3. The actual service they provide is a form of named entity recognition (confusing named intent which clashes with the android intent mechanism in their examples).
We abstract the full NLP stack for the developer. How we do it is not really what matters to our developers, as long as it works :) Actually we use a combination of many different NLP and machine learning techniques.
> 4. Also they let you define your own entities to match. You can train them using a drop –down menu. Not sure how you can train hundreds of examples using point and click.
You don't need to train hundreds of examples.
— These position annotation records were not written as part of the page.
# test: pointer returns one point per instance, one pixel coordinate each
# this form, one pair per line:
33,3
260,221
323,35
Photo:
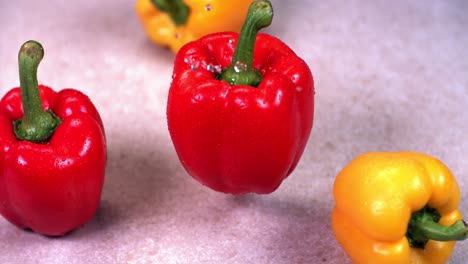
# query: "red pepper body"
55,187
238,138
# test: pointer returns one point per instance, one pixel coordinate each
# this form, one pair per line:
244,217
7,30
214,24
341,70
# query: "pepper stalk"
241,70
177,10
424,226
36,125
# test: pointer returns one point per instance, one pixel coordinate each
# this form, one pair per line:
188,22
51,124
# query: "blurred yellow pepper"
398,208
173,23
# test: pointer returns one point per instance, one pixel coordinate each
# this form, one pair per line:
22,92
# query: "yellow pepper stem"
424,226
177,10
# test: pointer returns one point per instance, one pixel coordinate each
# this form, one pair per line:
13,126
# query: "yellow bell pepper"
398,208
173,23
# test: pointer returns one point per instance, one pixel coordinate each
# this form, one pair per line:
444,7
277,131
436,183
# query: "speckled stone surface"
389,76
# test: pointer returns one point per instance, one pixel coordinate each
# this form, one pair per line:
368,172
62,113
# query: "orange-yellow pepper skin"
375,196
206,16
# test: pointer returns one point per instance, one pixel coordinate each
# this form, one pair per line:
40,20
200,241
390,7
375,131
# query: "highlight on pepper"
173,23
240,107
397,207
52,153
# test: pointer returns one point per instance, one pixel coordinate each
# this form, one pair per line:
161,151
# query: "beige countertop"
389,76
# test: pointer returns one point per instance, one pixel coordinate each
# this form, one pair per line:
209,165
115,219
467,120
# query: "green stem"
241,70
36,125
177,10
424,226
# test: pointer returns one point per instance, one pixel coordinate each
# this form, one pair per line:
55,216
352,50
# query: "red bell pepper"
240,107
52,154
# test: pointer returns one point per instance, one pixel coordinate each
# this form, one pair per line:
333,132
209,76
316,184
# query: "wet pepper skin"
206,16
238,138
55,187
376,195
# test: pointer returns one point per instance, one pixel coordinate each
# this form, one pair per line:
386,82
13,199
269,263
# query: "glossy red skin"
240,139
55,187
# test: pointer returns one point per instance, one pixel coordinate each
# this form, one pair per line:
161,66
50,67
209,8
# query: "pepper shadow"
138,182
304,234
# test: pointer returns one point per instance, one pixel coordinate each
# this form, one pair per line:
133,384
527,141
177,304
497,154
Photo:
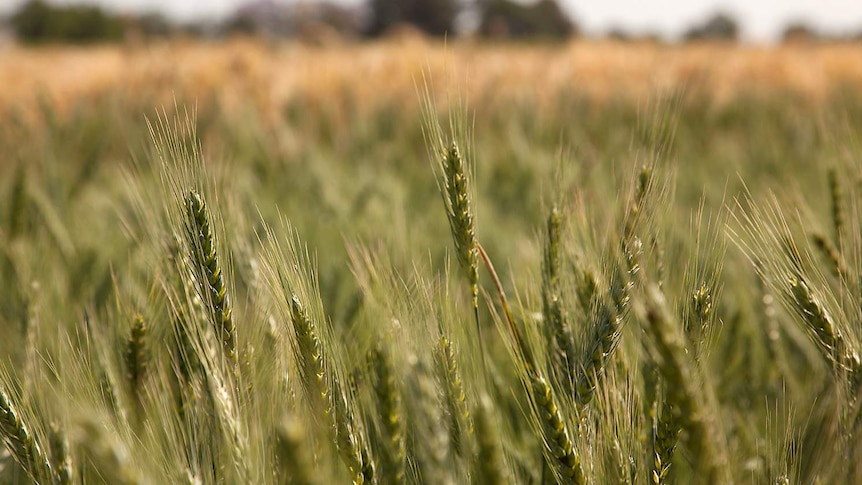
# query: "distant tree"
434,17
277,19
799,32
506,18
720,26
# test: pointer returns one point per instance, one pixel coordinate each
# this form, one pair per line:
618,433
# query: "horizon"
762,21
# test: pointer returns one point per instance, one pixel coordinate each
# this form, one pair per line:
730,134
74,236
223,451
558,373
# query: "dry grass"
270,75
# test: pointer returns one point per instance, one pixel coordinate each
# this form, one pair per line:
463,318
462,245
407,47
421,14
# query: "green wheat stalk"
203,244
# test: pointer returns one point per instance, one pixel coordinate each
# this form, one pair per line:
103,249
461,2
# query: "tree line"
38,21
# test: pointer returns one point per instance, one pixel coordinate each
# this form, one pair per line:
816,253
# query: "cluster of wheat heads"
220,363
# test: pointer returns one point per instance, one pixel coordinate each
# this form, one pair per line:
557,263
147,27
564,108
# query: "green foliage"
631,346
512,19
38,21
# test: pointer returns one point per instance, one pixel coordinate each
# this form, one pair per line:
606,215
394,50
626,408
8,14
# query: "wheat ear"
293,465
392,416
21,443
136,357
324,393
561,343
558,447
488,467
684,391
836,195
456,399
831,342
203,245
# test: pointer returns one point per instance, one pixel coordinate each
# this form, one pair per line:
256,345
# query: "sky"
762,20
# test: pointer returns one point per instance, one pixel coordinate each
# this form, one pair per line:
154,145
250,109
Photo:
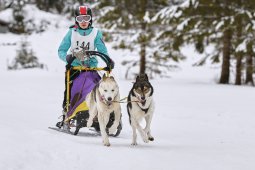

Plus, our users are not NLP/ML experts and they prefer a graphical UI. But that's true it could be still more efficient, we have good features in the roadmap for that :)
Alchemy is great as a set of NLP tools, some of them quite academical, but it's not designed from scratch to solve the problem we're trying to solve: enable the masses of developers to easily add a natural language interface to their app.
Maybe I'm out of line, but if you're planning on tearing into what's wrong with something, try to offer something positive as well. Your feedback was great and constructive, it's just not very nice.
I'll be honest, HN has a tendency (myself included) to have a first natural reaction of "how can I criticize this?" But just because something isn't faster than enterprise, or not-as-scalable, or not made in your framework of choice doesn't mean it's worthless. I think this project is amazing. Great job and I can't wait to see this mature.
Is there any way to view this page with the effects turned off? With all the text constantly appearing and disappearing, I haven't yet made it to the end of a sentence, and therefore can't form an opinion about it.
I think there was a picture of a robot on the screen for a few seconds, but that's all I remember.
Same here. I find "siri as a service" an interesting project. But not interesting enough to cope with a page that blends in and out content and makes my head spin.
You should make it clearer that you don't actually handle voice recognition. When I read: "Developers use Wit to easily build a voice interface for their app." I expect you to handle things from start to finish.
Also, let me try it! It's frustrating because the UI looks like you can experiment but it's only an animated demo (or am I missing something??) In particular the mic logo is used to record on Google and here it doesn't seem to do anything?
> You should make it clearer that you don't actually handle voice recognition.
You're right, we'll make it more clear on the landing page. A full out-of-the-box integration with some voice recognition engines (we love CMU Sphinx, open source) is in our roadmap.
> Also, let me try it!
We purposely didn't provide a "end-user" demo (something that would look like chatting with Siri) because we want to focus first on the developer experience, when they configure Wit to understand their very own end-users intents. You can require an invite and try this in less than 5 minutes.
The word "Siri" doesn't belong in the title or the article, unless a Trabant advertisement has the right to mention Mercedes-Benz in its promotional text. The project does a primitive kind of voice recognition, but it doesn't use Siri.
On this topic, I invite people to try out my non-prototype, non-project toy that uses Google's support for HTML5 speech recognition. It's pretty funny how wrong things go when you try to say something even a bit out of the ordinary:
If I say, "Now is the time for all good men to come to the aid of their country," an old teletype test sentence, the Google recognizer always nails it. If I say, "I hit an uncharted rock and my boat is being repaired," things go hilariously wrong, and every time differently.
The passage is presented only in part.